[llvm-dev] Enable Contributions Through Pull-request For LLVM
Nicolai Hähnle via llvm-dev
llvm-dev at lists.llvm.org
Wed Nov 13 12:25:50 PST 2019
On Tue, Nov 12, 2019 at 9:37 PM Syed Ahmed via llvm-dev
<llvm-dev at lists.llvm.org> wrote:
> For mutiple PRs, we have been using stacked PRs in the PyTorch repository. Edward Yang wrote a tool for this called ghstack (https://github.com/ezyang/ghstack) and my experience using it has been pleasant - you put your patches as seperate commits on top of the master and call ghstack, and ghstack separates out the commits into multiple PRs. This does require the contributer to have permissions to create branches (we do that by creating a team in the github project). The branches get created with a prefix ghstack/<contributor-name>/*. After a PR is merged, stale branches are deleted using a script by a maintainer. You can see an example stacked PR here: https://github.com/pytorch/pytorch/pull/21364.
This looks surprisingly usable. It's sad that people need to jump
through such hoops to make the workflow that Git was originally
designed for feasible on GitHub, but hey, it's something!
A couple of questions:
1. I see a bunch of `Update on "Blah"` commits on those pull requests.
I assume that ghstack automatically and transparently creates those?

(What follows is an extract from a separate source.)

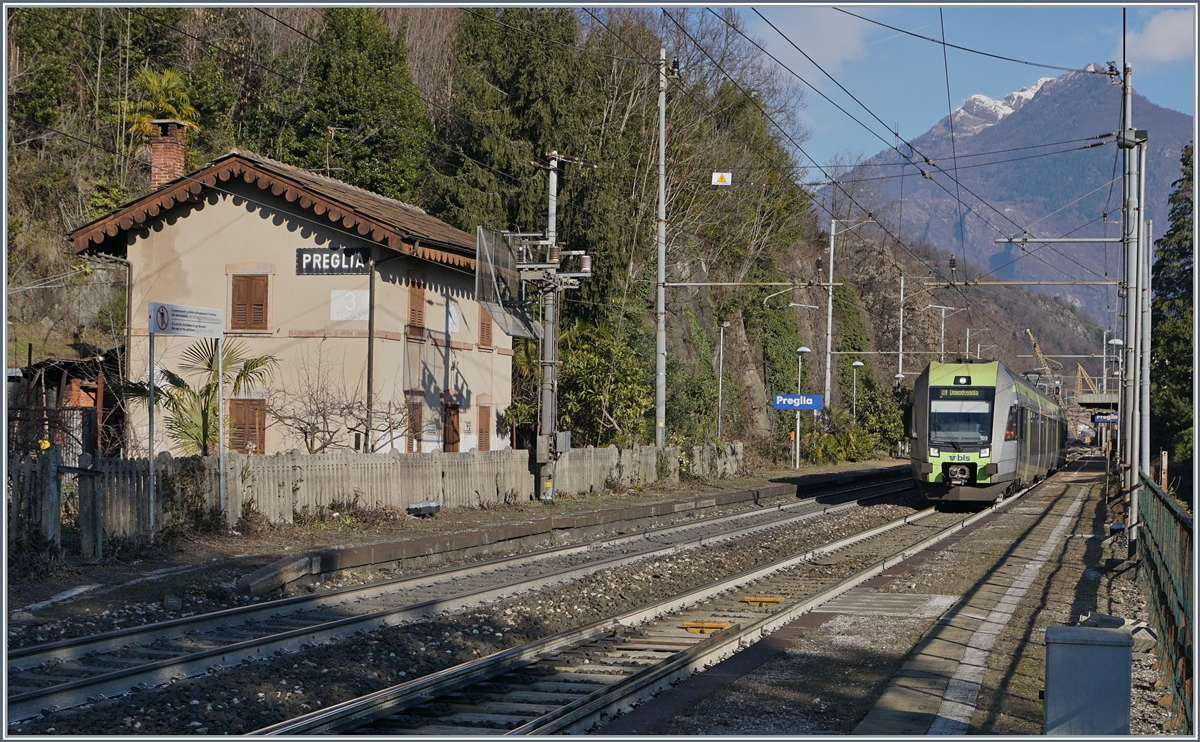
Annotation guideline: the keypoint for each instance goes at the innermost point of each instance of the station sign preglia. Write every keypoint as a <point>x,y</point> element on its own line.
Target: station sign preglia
<point>799,401</point>
<point>340,262</point>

2. Where does the "Resubmit of #20886" come from? Does that happen
when you rebase? Some other condition?
3. How are changes to the commit message itself reflected in the pull requests?

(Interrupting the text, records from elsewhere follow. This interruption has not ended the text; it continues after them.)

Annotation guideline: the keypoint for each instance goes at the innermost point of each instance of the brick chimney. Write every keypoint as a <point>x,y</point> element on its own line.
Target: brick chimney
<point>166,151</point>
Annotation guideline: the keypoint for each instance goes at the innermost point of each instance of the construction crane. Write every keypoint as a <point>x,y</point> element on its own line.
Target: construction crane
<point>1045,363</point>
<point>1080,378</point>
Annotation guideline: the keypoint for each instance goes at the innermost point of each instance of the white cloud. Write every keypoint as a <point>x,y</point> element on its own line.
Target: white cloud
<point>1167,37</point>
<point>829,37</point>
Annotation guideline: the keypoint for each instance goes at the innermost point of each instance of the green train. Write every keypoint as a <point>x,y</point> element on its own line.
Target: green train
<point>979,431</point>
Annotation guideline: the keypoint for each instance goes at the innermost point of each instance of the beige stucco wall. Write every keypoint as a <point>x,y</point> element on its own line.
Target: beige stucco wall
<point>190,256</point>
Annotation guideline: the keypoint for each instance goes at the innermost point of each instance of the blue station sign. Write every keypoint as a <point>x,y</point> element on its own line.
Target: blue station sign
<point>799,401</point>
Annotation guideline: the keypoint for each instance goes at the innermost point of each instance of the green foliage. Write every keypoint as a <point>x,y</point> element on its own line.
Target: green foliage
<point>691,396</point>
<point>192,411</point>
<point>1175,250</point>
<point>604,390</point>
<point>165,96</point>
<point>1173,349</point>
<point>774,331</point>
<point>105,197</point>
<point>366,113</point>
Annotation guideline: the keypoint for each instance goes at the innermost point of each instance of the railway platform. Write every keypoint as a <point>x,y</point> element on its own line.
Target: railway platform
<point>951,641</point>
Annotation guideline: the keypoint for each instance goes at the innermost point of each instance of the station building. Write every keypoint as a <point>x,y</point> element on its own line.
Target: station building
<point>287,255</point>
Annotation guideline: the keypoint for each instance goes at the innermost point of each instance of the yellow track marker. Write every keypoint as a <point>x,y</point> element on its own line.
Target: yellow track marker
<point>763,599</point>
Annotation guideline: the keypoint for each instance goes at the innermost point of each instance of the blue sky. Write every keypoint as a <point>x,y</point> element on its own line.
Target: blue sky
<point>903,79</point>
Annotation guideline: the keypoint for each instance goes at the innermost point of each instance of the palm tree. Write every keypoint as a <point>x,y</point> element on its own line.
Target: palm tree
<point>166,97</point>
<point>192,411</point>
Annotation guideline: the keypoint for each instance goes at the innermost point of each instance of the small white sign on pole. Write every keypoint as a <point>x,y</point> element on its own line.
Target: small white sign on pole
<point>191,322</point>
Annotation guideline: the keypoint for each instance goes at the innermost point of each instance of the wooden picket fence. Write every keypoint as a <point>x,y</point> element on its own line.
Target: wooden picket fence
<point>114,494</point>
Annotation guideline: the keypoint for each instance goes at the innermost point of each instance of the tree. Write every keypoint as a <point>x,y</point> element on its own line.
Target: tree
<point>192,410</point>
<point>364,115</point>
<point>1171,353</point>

4. How does the final submit work? It appears that the vanilla GitHub
machinery would fail because the pull requests are not actually set up
as pull requests against master. It seems PyTorch is running some bot
for that, is that an easily reproducible setup? Of course, the
original submitter could just push the original commits in the usual
vanilla way (e.g., via the CLI), but then how do the pull requests get
closed?
5. Is there a convenient way to get at the actual underlying commits,
so that a reviewer can look at them without the ghstack branching if
so desired? It seems this should be possible via the */orig branches?
Cheers,
Nicolai
--
Lerne, wie die Welt wirklich ist,
aber vergiss niemals, wie sie sein sollte.